If you’ve looked around for strategies on trading in the Forex market, there’s no doubt you’ve forex black box across a lot of ads talking about the power of a black box system. Some sound intriguing, others sound way too good to be true.
So what’s the truth behind these black box systems? First of all, I’m going to start by saying that not every black box system is bad. Some are extremely effective depending on what the market is doing, and some systems are designed pretty well to deal with the changes in the Forex market. That being said, there are several things that you’ll need to consider and watch out for before deciding on whether or not to trust your real money to one of these black box systems. A black box system is one that has been worked on by statisticians and traders to figure out that mathematical formula that is going to help them make the right trade and predict where the market is going to go. If it works, the profits can be great. Is there a money back guarantee?

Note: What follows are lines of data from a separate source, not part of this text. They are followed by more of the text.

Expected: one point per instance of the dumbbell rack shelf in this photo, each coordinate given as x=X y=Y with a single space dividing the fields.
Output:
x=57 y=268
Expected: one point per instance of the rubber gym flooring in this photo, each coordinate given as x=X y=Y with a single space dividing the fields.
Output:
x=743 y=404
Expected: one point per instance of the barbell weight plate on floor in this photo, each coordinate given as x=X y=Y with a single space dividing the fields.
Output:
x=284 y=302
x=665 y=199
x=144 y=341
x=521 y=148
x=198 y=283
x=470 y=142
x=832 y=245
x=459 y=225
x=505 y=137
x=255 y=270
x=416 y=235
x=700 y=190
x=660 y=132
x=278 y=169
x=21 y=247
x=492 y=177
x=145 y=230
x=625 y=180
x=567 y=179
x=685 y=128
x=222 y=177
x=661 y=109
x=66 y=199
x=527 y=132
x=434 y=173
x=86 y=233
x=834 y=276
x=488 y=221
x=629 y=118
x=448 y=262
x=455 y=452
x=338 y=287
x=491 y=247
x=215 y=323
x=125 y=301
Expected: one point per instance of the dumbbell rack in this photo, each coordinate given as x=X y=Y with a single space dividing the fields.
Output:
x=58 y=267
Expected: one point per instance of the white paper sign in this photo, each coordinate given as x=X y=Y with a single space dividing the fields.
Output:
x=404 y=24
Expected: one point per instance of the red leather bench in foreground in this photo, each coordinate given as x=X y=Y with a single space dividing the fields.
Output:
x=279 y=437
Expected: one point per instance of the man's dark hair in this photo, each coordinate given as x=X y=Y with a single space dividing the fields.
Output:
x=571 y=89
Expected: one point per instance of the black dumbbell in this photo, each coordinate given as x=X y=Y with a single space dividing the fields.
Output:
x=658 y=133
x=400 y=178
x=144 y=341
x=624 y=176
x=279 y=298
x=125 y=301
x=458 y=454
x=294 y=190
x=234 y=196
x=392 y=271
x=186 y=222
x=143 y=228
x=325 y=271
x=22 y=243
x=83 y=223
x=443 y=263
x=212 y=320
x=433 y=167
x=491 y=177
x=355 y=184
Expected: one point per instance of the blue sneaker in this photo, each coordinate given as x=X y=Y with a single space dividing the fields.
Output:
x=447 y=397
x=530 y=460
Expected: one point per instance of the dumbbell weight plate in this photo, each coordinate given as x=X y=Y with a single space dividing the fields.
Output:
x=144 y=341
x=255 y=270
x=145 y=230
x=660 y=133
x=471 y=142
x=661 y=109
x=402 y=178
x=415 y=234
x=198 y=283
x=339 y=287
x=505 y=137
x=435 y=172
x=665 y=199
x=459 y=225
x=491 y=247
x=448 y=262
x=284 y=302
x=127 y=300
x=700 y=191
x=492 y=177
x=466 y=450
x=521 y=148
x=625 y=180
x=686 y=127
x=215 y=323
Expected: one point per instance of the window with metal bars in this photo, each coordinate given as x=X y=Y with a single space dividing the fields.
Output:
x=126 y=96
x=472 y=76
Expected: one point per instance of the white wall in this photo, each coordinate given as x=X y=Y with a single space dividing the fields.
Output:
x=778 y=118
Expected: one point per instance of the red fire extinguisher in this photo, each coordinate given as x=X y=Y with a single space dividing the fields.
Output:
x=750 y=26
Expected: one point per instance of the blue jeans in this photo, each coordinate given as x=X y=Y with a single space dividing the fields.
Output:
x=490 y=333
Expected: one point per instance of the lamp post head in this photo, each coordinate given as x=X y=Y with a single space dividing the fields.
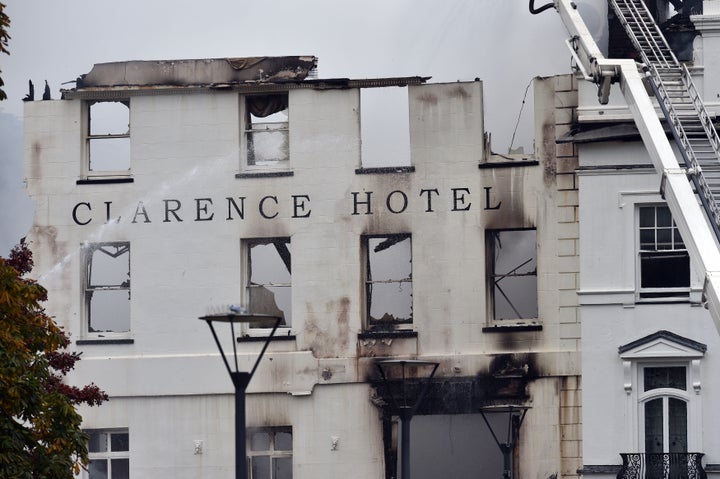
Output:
x=232 y=317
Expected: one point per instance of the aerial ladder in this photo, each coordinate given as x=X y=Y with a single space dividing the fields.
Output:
x=692 y=191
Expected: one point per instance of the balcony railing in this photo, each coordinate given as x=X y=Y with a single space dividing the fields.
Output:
x=673 y=465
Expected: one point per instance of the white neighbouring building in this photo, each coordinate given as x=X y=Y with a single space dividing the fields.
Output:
x=649 y=347
x=164 y=188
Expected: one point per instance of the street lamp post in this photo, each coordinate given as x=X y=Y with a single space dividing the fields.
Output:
x=241 y=379
x=516 y=416
x=403 y=405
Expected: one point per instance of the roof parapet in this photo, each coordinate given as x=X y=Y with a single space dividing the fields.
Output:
x=198 y=73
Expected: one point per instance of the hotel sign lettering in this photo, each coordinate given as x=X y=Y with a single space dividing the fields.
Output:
x=269 y=207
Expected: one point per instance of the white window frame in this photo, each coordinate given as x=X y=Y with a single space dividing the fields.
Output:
x=107 y=455
x=368 y=282
x=89 y=137
x=661 y=393
x=666 y=293
x=662 y=352
x=88 y=289
x=245 y=271
x=382 y=108
x=272 y=452
x=247 y=130
x=490 y=276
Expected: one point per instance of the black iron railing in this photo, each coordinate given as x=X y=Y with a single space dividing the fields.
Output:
x=673 y=465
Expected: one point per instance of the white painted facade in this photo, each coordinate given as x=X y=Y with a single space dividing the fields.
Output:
x=168 y=388
x=625 y=332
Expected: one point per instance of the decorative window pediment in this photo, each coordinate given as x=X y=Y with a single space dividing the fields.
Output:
x=662 y=344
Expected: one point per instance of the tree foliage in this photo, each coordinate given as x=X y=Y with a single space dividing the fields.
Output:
x=40 y=434
x=4 y=39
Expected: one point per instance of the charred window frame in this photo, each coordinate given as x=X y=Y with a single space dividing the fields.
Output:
x=109 y=453
x=107 y=289
x=512 y=274
x=268 y=277
x=107 y=138
x=388 y=281
x=663 y=260
x=270 y=452
x=266 y=131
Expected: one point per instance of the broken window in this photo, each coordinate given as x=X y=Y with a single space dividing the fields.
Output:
x=384 y=127
x=107 y=289
x=388 y=282
x=109 y=453
x=664 y=260
x=269 y=278
x=512 y=274
x=270 y=453
x=108 y=137
x=267 y=130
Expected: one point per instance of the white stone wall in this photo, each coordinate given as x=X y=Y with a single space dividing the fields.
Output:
x=168 y=385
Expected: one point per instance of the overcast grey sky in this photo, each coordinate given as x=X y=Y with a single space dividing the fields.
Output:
x=498 y=41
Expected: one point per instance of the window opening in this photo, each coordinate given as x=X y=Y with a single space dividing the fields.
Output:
x=384 y=127
x=108 y=136
x=107 y=290
x=664 y=260
x=269 y=278
x=270 y=453
x=665 y=409
x=109 y=453
x=513 y=274
x=267 y=129
x=388 y=281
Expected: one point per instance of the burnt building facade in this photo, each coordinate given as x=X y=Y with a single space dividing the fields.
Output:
x=168 y=190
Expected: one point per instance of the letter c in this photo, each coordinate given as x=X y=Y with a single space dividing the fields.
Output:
x=75 y=219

Does the system require a large up front payment? Is it designed for all three market movements, or just one? The Triad strategy for Forex trading takes into account that the market only moves three ways: trending, counter-trending, and breakout, and this system has a strategy for all three. Some black boxes may have a great trading strategy for a trending market, but what happens when the market counter-trends? Or the black box may have a great breakout strategy, but the market is rarely in a breakout, so how is that going to perform the majority of the time?
These are all extremely important questions to consider with any black box, as it is YOUR real hard earned money that will be at risk. In addition, try to do some research and make sure that the system has an actual record of profit. If it doesn’t, that should throw up some immediate red flags. Systems that have large up front fees with no money-back guarantees are also usually ones that you will want to avoid.